When the day comes and the monster leaves, the men try to devise a plan, but they realize there is no way they can overcome the monster. They spend the day searching for food, and when night comes, surely enough, the giant once more devours one of the men. The next morning, they are so distraught that several are ready to throw themselves into the sea. However, Sindbad persuades them that it is better to try. At his advice, they spend their day building small rafts and hiding them by the shore. When evening comes, they watch as another of their men is roasted alive and devoured. Then, when the giant falls asleep, nine of them pick up the roasting spits, light the ends on fire, and plunge them into the giant’s only eye.

The giant runs into the distance howling, and the men hope that he will die there. By morning, however, he emerges from the woods accompanied by a number of other giants. The sailors all flee, quickly boarding their rafts and rowing away. As they depart, the giants hurl rocks at them, sinking nearly every raft but sparing the one that carries Sindbad and his two companions. The sea tosses that raft about, eventually landing it on another island.

This new island seems to offer a chance to recover. Sindbad and his companions eat the fruit they find there and fall asleep by the shore. That evening, however, a gigantic snake emerges, eating one of the men as he sleeps. The next evening, Sindbad and the other sailor climb a tree, hoping it will offer them protection, but the snake simply climbs after them, devouring Sindbad’s companion. The final evening, desperate, Sindbad makes a fire around the base of the tree he climbs. While this keeps the snake away, Sindbad climbs down the next morning exhausted and fearful.

“As soon as we heard him snore, according to his custom, nine of the boldest among us, and myself, took each of us a spit, and putting the points of them into the fire till they were burning hot, we thrust them into his eye all at once, and blinded him.”
“The Third Voyage of Sinbad the Sailor”

Feeling that he is out of options, Sindbad decides to throw himself into the sea to die. Once he reaches the shore, however, he sees a ship in the distance and hails it with the linen from his turban. The ship sends a small boat to shore, rescuing Sindbad. Once aboard, he tells his story and receives food and fresh clothing. He stays with the ship as it travels to several ports, gathering more wealth. When they reach the port of Salabat, the captain of the ship comes to Sindbad with several large parcels. The goods in these parcels, he tells Sindbad, belong to a sailor that he had tragically lost on a previous voyage, accidentally abandoning the man on an island. If Sindbad sells them, the captain promises him a small commission, the bulk of the profit being promised to the abandoned sailor’s family.

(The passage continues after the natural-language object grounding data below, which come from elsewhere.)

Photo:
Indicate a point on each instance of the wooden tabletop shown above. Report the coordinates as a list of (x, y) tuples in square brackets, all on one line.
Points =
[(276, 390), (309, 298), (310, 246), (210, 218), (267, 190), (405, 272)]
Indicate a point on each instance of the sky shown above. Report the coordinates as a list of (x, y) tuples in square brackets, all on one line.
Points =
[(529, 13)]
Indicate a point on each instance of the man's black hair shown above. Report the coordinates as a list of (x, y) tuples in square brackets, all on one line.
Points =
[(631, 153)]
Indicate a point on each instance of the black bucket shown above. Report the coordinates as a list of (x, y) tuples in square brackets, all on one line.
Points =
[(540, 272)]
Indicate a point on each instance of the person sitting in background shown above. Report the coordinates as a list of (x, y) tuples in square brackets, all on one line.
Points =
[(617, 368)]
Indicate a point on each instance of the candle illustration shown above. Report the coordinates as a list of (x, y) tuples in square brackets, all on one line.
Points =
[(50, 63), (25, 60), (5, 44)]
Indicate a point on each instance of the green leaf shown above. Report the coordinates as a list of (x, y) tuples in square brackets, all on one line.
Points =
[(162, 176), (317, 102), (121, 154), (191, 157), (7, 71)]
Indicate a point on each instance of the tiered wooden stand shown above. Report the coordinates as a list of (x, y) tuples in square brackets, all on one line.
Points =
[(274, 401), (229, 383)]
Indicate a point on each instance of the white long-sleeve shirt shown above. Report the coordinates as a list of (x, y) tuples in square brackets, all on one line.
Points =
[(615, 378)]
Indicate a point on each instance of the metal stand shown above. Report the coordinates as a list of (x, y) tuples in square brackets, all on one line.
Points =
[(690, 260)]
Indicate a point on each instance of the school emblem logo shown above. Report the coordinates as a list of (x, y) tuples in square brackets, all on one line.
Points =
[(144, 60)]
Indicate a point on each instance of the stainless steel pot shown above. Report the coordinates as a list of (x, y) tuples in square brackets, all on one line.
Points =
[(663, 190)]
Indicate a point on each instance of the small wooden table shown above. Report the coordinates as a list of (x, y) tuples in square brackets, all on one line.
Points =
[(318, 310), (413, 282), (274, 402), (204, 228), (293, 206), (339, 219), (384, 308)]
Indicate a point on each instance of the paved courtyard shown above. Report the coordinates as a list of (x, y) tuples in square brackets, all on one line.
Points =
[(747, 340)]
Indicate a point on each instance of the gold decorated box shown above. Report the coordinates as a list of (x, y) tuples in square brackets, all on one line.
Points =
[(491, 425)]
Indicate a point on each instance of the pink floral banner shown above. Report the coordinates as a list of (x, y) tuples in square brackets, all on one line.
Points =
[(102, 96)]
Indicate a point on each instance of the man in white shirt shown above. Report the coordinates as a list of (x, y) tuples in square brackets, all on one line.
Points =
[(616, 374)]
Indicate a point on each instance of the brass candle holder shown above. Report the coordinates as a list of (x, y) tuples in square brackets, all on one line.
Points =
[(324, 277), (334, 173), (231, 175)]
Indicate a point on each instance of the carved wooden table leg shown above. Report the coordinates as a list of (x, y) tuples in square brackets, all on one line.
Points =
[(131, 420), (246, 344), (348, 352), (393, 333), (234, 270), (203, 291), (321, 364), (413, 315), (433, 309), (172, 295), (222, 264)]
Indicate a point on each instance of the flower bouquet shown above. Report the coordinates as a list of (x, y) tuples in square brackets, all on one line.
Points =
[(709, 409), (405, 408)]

Sindbad is shocked, suddenly realizing that he was that sailor, having fallen asleep beside a brook on his second voyage. Sindbad and the captain are overjoyed to recognize one another at last, and the captain gives Sindbad the parcels to sell and keep the profit. His wealth and health both restored, Sindbad stays with the ship through several more ports. When he returns to Baghdad, he has so much wealth that he buys a beautiful estate and gives the remainder of his money to the poor.